Although business is booming in the oil field, we don’t seem to care-at least not like we used to.
By D Magazine |

For Dallas, it’s the great-est story ever told, in 1930, black gold sprang from the gutted ground of East Texas, enriching the city as well as a breed of barons for generations.

Five decades later, another oil story was written-this one with a bleak ending. In 1981, the average price of a barrel shot up to a whopping $31.75, and many thought it would continue to rise to $80. “You saw a lot of flashy, excessive fortunes made then,” says Terry Smith, an operator at Ozark Exploration Inc. of Dallas. “It was a very visible and romantic business.”

Until the inevitable bust. In July 1986, the price of oil sank to $9 a barrel. InterFirst and Republic banks merged, then failed, and officially, Dallas | slumped into a depression.

This year, the price of oil in the fourth quarter will average between $23.50 and $24 a barrel. According to Jim Wicklund, an analyst at Rauscher Pierce Refsnes Inc. of Dallas, that price is the equivalent of $35 a barrel in 1986, and that alone is enough reason to talk boom times.

’The oil industry is certainly the healthiest it’s been in years,” says Ray Perryman of the Perryman Group.

So why isn’t everyone celebrating? Dallas’ now-diverse economy-with 90 percent of its industry classified as “non-oil”-actually improves when the price of oil falls, according to Perryman. “In Dallas, we’re counter to the oil cycle,” he explains. “Everything does well when the price of oil is low.”

“Everything” refers to the thickest slices of Dallas’ current economic pie. which includes communications, manufacturing and the giant service industries like healthcare that need to purchase energy and therefore prosper when oil is cheaper. “Dallas has much more at stake in how the world develops its telephone operations than a $4 or $5 swing in the price of oil.” says Perryman.

Similarly, the energy industry does not play the influential role in the Texas economy it once did.
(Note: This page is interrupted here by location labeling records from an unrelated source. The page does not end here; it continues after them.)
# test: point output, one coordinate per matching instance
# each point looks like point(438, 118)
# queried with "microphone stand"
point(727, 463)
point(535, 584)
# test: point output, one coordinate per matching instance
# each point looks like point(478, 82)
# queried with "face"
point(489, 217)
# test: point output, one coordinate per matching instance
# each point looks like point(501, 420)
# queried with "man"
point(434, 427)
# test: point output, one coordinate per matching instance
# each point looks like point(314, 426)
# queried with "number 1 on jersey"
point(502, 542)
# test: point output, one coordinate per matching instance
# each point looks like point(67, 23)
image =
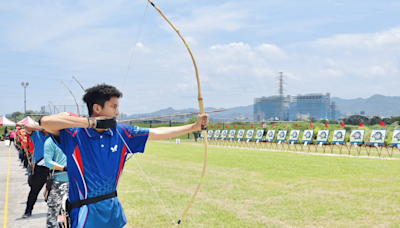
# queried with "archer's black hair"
point(99, 94)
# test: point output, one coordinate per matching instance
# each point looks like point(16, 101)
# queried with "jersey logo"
point(114, 149)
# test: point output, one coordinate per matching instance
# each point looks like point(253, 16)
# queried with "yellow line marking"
point(8, 183)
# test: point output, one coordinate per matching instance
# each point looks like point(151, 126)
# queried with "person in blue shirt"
point(56, 161)
point(96, 150)
point(40, 171)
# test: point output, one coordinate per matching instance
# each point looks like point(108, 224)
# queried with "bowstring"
point(144, 174)
point(131, 153)
point(134, 47)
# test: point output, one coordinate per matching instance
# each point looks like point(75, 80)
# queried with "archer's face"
point(110, 108)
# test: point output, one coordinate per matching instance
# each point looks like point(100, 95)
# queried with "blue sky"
point(349, 49)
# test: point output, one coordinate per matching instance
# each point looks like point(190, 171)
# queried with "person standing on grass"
point(12, 136)
point(97, 149)
point(55, 160)
point(40, 171)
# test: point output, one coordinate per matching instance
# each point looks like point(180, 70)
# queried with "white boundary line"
point(295, 152)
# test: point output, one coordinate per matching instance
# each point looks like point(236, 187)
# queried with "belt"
point(80, 203)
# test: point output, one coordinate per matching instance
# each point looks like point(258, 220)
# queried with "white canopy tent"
point(6, 122)
point(27, 120)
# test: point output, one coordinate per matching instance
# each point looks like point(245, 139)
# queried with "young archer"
point(96, 154)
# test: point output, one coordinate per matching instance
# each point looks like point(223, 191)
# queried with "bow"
point(77, 106)
point(201, 106)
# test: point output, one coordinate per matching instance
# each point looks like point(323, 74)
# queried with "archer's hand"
point(202, 122)
point(29, 128)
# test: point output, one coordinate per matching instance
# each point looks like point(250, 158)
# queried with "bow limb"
point(55, 107)
point(77, 106)
point(201, 106)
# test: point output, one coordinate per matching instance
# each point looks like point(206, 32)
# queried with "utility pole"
point(282, 105)
point(26, 84)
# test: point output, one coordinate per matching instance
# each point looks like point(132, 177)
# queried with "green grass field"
point(253, 188)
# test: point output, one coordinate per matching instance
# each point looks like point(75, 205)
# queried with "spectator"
point(40, 171)
point(55, 160)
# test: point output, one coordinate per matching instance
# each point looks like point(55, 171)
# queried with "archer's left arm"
point(171, 132)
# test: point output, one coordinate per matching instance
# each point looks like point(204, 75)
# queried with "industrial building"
point(316, 105)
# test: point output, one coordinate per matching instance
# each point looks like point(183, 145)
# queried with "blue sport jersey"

According to Gary Preuss, an economist in the State Comptroller’s office, oil and gas represented 25 percent of Texas’ economy in 1981; now that portion is closer to 10 percent. The Federal Reserve Bank of Dallas confirms that in 1982, about 25,000 people were employed in Dallas’ mineral extraction industries. That number has since dwindled to about 11,000, or 0.6 percent of Dallas’ employment pool.

“Dallas is surely not as

dependent on oil as it used to be.” says Smith-over the whinings of J.R. Ewing’s final temper tantrum. “Although we are active, it just doesn’t affect Dallas the way it used to.”